Wow. This sh1t is like an automatic mini "trading halt". I can't imagine a more disruptive thing for the exchange to do (even if on minute timescales). Just going through this mentally, I can already see that if this does get triggered, there's gonna be a crazy and violent rapid increase in total order post/cancel rates, and even across multiple contracts, underlyings, exchanges...wow. https://www.cmegroup.com/education/demos-and-tutorials/understanding-velocity-logic.html
No, the broker doesn't "fire" the stop. One price traded, or lower, than the price the stop was set at, the broker will send either market orders, for a regular stop order, or limit orders, for a stop limit, to the exchange.
Right. It would be a fucking nightmare scenario for retail day traders... as it was for the OP. However, other than interest rate decisions, it's probably a rare occurrence during RTH, but if it happens to you, you're screwed.

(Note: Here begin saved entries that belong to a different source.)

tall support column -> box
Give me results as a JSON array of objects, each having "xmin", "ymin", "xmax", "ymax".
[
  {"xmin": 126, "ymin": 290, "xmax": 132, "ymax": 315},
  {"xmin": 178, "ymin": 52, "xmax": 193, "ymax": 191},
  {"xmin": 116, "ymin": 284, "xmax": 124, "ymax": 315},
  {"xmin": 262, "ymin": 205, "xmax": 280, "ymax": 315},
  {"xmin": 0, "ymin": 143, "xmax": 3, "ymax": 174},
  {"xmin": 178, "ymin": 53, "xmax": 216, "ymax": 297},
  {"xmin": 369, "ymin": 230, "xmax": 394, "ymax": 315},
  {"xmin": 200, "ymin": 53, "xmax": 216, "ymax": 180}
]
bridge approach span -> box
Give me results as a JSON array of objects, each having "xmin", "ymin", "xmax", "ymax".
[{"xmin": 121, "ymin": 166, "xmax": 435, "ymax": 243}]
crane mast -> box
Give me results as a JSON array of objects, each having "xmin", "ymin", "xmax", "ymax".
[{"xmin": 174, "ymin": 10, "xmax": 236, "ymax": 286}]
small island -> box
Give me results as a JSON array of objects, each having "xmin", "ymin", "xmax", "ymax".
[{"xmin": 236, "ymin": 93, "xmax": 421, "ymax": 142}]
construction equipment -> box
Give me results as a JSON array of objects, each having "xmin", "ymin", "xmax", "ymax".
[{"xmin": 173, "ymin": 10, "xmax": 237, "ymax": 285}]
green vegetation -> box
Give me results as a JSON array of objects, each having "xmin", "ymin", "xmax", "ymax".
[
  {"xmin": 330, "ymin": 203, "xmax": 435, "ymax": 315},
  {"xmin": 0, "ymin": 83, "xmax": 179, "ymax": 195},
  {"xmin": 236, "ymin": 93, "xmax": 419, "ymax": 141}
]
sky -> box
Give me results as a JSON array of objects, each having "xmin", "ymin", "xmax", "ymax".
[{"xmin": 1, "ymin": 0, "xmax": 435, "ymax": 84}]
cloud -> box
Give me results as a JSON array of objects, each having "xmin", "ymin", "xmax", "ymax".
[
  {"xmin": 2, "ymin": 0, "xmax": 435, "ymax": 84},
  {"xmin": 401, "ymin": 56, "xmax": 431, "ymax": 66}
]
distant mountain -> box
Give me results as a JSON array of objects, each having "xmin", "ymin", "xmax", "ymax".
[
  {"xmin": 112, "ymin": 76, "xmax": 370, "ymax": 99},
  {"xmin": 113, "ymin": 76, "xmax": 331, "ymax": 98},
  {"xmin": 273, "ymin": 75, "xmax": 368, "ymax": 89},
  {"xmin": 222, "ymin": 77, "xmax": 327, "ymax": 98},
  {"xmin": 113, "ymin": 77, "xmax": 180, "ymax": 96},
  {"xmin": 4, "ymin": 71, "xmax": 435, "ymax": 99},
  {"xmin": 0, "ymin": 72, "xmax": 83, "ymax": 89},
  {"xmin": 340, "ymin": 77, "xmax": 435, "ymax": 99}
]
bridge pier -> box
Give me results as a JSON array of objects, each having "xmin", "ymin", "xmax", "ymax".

So you either accept the risk, or, like @p0box4 said, you never, ever have an open position going into any kind of news.
Out of interest how often does this Velocity Logic malarkey get triggered in the Stock Index Futures? Anyone know?? You would think it gets triggered on CPI, NFP, FOMC days when there is a large price spike. Which is quite often. But no one has ever mentioned seeing it before, at least not on ET? Is it a new thing??
From the CME site, they said it's a 1000ms lookback that's live during RTH. If the book gets swept too hard (check the site and GCC disclosures for specifics), they halt trading in the futures and options, pending a trading restart. Seems like it's designed to protect the futures/FOPs MMs (I know they aren't called that). Basically, this is the way CME quantitatively defines a 'disorderly market'. (Sweep our book inside 1 sec and you get a 'time-out' lol)
OK Then why was it accepted and executed by the exchange if things were in an velocity event? It seems to me the broker fired the market OR limit order AFTER the event thus causing the OP loss. So he could be fulling his obligation to the trader but at no loss to the broker. Or the broker takes the opposite side clears out the order for the trader and makes money cause he the broker gets long at a discount price. The one getting screwed in this nightmare is the trader..not the broker or the exchange. Best to just hedge.